Depression got a lot of me. I felt like a failure as a partner and co-provider for our family. I felt like I couldn’t do my part and somehow getting sick was my fault and that if I hadn’t have had a bad delivery we’d still be okay. I blamed a lot of things on myself that were out of my control. During this time I also did a lot of research into consolidation loans, refinancing, etc. but on one income most places wouldn’t touch us due to the debt-to-income ratio. We felt totally stuck.

Eventually my work situation did get better. I found work again but here we are in the never ending pit of me paying for daycare and debt. I still struggle with feeling like I’m failing. The anxiety of choosing between paying a credit card to avoid collections and keeping the lights on is agonizing. Even though we both work decent jobs the debt is drowning us. There are many days where it feels inevitable. We budget for groceries, the mortgage, the car payment, diapers/kid needs, but budgeting the debt has become this never ending wheel. I make any cuts where I can but when the credit card payments are almost as much as the mortgage it’s embarrassing.

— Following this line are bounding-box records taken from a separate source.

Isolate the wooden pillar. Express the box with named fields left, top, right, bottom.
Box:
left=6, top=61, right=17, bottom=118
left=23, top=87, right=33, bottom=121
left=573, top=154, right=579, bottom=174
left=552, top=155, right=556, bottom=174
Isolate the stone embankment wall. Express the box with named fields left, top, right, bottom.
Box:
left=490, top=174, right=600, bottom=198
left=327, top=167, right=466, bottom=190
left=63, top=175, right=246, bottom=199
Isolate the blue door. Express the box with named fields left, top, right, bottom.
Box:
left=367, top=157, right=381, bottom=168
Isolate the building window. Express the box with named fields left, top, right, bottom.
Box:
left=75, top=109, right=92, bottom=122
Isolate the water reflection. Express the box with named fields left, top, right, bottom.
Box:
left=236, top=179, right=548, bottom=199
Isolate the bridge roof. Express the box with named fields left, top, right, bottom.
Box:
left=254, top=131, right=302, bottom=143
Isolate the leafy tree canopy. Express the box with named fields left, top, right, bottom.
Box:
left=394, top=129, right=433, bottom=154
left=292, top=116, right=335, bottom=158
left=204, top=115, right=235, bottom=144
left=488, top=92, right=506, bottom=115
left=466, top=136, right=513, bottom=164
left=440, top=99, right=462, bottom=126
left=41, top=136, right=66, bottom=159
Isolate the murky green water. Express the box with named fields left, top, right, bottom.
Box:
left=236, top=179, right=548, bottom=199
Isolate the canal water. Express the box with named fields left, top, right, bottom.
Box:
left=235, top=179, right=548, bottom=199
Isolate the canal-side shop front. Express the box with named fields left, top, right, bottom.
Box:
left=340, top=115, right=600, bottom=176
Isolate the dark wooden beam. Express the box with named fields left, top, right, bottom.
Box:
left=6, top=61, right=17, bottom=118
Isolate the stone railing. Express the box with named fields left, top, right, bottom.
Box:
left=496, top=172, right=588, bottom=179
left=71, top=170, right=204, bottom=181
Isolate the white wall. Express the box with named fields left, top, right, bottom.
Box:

WE TAKE FULL RESPONSIBILITY for what happened. We know we should have found another way to feed the family when I was sick. We are not trying to run from our debt. We know we bit off more than we could chew and take full responsibility for it. We really are just desperate to get our lives back and have a fresh start. We want to be able to breathe again and not be broke as soon as the boss hands us a check. We want to learn from our mistakes without struggling to choose between paying a debt or buying the kids new shoes that they need.

So, with all this being said. Would you file bankruptcy if you felt the other debt options didn’t work for you? I am honestly not worried about my credit score. We can work on that with time. I’m more worried about continuing to drown and not get anywhere, so that’s why I’ve come here for advice.